Using the Python Library Directly¶

For self-hosted deployments, use the Memory class directly (no HTTP overhead):

from engramia import Memory
from engramia.providers import OpenAIProvider, OpenAIEmbeddings, JSONStorage

mem = Memory(
    llm=OpenAIProvider(model="gpt-4.1"),
    embeddings=OpenAIEmbeddings(),
    storage=JSONStorage(path="./engramia_data"),
)

# Learn
result = mem.learn(
    task="Parse CSV and compute statistics",
    code="import csv\nimport statistics\n...",
    eval_score=8.5,
    output="mean=42.3, stdev=7.1",
)

# Recall
matches = mem.recall(task="Read CSV and calculate averages", limit=5)
for m in matches:
    print(f"{m.similarity:.2f} [{m.reuse_tier}] {m.pattern.task}")

# Evaluate
result = mem.evaluate(task="Parse CSV", code="import csv\n...", num_evals=3)
print(f"Score: {result.median_score}/10, Variance: {result.variance}")

# Compose
pipeline = mem.compose(task="Fetch data, analyze, generate report")
for stage in pipeline.stages:
    print(f"  {stage.name}: {stage.task} [{stage.reuse_tier}]")

# Export / Import
records = mem.export()
mem.import_data(records, overwrite=False)

Using with PostgreSQL¶

from engramia import Memory
from engramia.providers import OpenAIProvider, OpenAIEmbeddings, PostgresStorage

storage = PostgresStorage(
    database_url="postgresql://user:pass@localhost:5432/engramia"
)
mem = Memory(
    llm=OpenAIProvider(),
    embeddings=OpenAIEmbeddings(),
    storage=storage,
)

LangChain Integration¶

pip install "engramia[langchain]"

from engramia import Memory
from engramia.sdk.langchain import EngramiaCallback

mem = Memory(llm=..., embeddings=..., storage=...)
callback = EngramiaCallback(memory=mem)

# Use with any LangChain chain
chain.invoke({"input": "..."}, config={"callbacks": [callback]})
# Engramia automatically learns on chain completion
# and recalls relevant patterns before chain start.

CrewAI Integration¶

pip install "engramia[crewai]"

from engramia import Memory
from engramia.sdk.crewai import EngramiaCrewCallback

mem = Memory(llm=..., embeddings=..., storage=...)
callback = EngramiaCrewCallback(memory=mem)

# Use with CrewAI
crew = Crew(agents=[...], tasks=[...], callbacks=[callback])
crew.kickoff()
# Engramia automatically learns and recalls during crew execution.

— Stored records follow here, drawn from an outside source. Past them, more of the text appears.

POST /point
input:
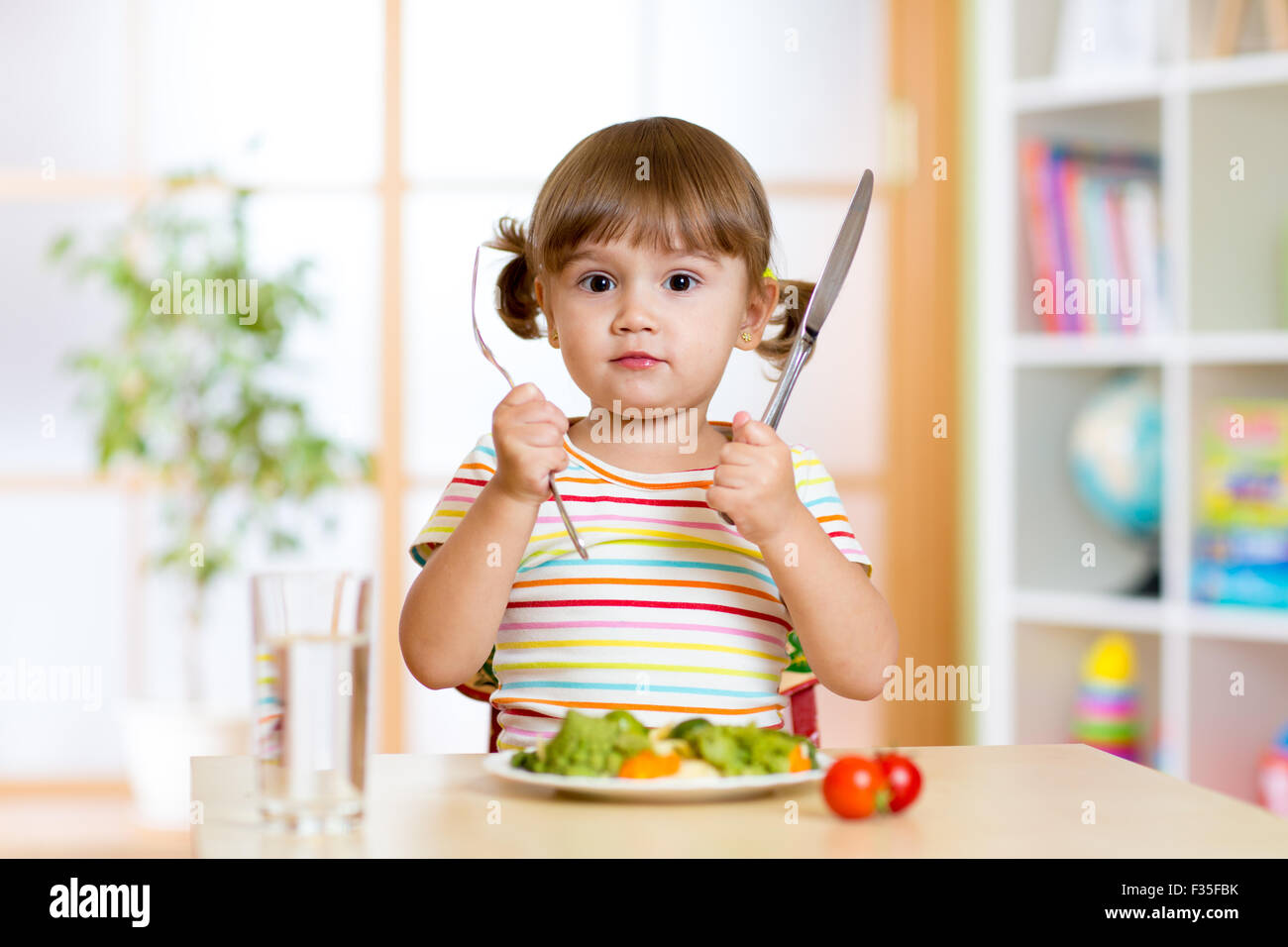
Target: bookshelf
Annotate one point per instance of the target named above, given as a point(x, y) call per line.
point(1225, 334)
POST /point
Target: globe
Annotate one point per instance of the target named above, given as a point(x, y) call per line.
point(1116, 454)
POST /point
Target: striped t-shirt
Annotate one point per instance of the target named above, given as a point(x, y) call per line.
point(673, 615)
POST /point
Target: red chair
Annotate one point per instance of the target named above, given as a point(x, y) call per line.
point(797, 685)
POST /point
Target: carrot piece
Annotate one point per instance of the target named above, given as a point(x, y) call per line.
point(648, 764)
point(798, 759)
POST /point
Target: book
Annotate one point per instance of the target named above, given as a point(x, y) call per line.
point(1094, 237)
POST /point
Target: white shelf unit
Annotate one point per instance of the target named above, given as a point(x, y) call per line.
point(1224, 335)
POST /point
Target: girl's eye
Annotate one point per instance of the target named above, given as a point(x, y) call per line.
point(597, 285)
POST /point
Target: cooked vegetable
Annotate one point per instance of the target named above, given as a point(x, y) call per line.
point(619, 745)
point(746, 750)
point(648, 766)
point(626, 722)
point(687, 728)
point(588, 746)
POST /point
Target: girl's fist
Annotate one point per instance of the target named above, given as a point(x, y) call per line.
point(528, 434)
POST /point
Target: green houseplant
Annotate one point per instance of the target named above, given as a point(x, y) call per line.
point(183, 392)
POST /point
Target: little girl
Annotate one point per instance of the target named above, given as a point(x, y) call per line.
point(647, 256)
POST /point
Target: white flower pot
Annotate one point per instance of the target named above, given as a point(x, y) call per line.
point(161, 737)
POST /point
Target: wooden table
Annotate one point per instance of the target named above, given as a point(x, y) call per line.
point(975, 801)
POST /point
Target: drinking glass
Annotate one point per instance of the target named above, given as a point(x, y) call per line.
point(312, 655)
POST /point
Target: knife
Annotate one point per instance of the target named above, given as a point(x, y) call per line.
point(820, 302)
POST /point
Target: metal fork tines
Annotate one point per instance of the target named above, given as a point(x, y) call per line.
point(487, 354)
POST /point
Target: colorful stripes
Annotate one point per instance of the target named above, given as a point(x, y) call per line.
point(673, 615)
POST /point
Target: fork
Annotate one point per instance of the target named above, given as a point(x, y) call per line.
point(487, 354)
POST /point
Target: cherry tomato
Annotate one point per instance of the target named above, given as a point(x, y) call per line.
point(855, 788)
point(905, 780)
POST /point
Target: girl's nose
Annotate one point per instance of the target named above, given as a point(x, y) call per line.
point(635, 311)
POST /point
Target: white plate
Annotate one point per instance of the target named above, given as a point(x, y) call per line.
point(664, 789)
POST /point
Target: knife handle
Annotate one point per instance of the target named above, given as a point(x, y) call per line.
point(778, 402)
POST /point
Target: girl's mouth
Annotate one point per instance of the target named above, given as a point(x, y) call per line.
point(636, 363)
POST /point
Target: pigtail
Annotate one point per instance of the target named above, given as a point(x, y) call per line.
point(516, 302)
point(794, 298)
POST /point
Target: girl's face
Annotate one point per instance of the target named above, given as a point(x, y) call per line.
point(688, 311)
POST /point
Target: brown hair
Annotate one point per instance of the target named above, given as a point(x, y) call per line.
point(697, 184)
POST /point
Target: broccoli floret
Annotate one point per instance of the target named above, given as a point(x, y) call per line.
point(743, 750)
point(588, 746)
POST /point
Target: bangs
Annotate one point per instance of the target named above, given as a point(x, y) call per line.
point(658, 184)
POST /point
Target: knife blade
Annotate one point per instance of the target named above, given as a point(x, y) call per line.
point(820, 300)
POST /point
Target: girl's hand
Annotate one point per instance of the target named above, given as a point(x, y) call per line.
point(527, 432)
point(755, 482)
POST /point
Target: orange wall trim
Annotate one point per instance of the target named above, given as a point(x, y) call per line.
point(923, 351)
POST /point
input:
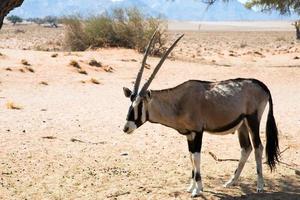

Using `requests` or `httpx` Directly¶

If you prefer a standard HTTP client:

import requests

BASE_URL = "http://localhost:8000"
HEADERS = {
    "Authorization": "Bearer sk_your-api-key",
    "Content-Type": "application/json",
}

# Learn
resp = requests.post(f"{BASE_URL}/v1/learn", headers=HEADERS, json={
    "task": "Parse CSV",
    "code": "import csv\n...",
    "eval_score": 8.5,
})
print(resp.json())

# Recall
resp = requests.post(f"{BASE_URL}/v1/recall", headers=HEADERS, json={
    "task": "Read CSV",
    "limit": 5,
})
for m in resp.json()["matches"]:
    print(f"  {m['similarity']:.2f} {m['pattern']['task']}")

# Health
resp = requests.get(f"{BASE_URL}/v1/health/deep", headers=HEADERS)
print(resp.json()["status"])

11. Monitoring¶

Engramia ships with a complete monitoring stack based on Prometheus, Grafana, Loki, and Uptime Kuma. All services are defined in docker-compose.monitoring.yml and managed via scripts/monitoring.sh.

Architecture¶

┌─────────────────────────────────────────────────┐
│  engramia-net (shared with prod stack)          │
│    engramia-api:8000/metrics ← Prometheus       │
│    uptime-kuma (health checks)                  │
└─────────────────────────────────────────────────┘
┌─────────────────────────────────────────────────┐
│  monitoring (internal bridge network)           │
│    Prometheus → Alertmanager → email            │
│    Promtail → Loki                              │
│    Grafana (queries Prometheus + Loki)           │
└─────────────────────────────────────────────────┘

Service	Port	Purpose
Grafana	`localhost:3000`	Dashboards and visualization
Prometheus	`localhost:9090`	Metrics collection and alerting rules
Alertmanager	`localhost:9093`	Alert routing and email notifications
Loki	`localhost:3100`	Log aggregation
Promtail	— (internal)	Collects Docker container logs and pushes to Loki
Uptime Kuma	`localhost:3001`	Uptime monitoring with status pages

All ports are bound to 127.0.0.1 only (not publicly accessible). Use SSH tunnel or a reverse proxy for remote access.

11.1 Starting the Monitoring Stack¶

Prerequisites: The production stack (docker-compose.prod.yml) must be running first, because the monitoring services connect to the shared engramia-net Docker network.

Using the management script:

# Start monitoring only (prod stack must already be running)
bash scripts/monitoring.sh start

# Start everything (prod + monitoring together)
bash scripts/monitoring.sh start-all

# Check status
bash scripts/monitoring.sh status

# View logs
bash scripts/monitoring.sh logs

# Restart monitoring
bash scripts/monitoring.sh restart

# Stop monitoring only (prod keeps running)
bash scripts/monitoring.sh stop

# Stop everything
bash scripts/monitoring.sh stop-all

Or directly with Docker Compose:

docker compose -f docker-compose.prod.yml -f docker-compose.monitoring.yml up -d

After starting, the script prints the access URLs:

Grafana:      http://localhost:3000
Prometheus:   http://localhost:9090
Alertmanager: http://localhost:9093
Uptime Kuma:  http://localhost:3001

11.2 Grafana¶

Accessing Grafana¶

Open http://localhost:3000 in your browser.

Default credentials:

Field	Value
Username	`admin`
Password	value of `GRAFANA_ADMIN_PASSWORD` env var (default: `changeme`)

Change the password immediately after first login.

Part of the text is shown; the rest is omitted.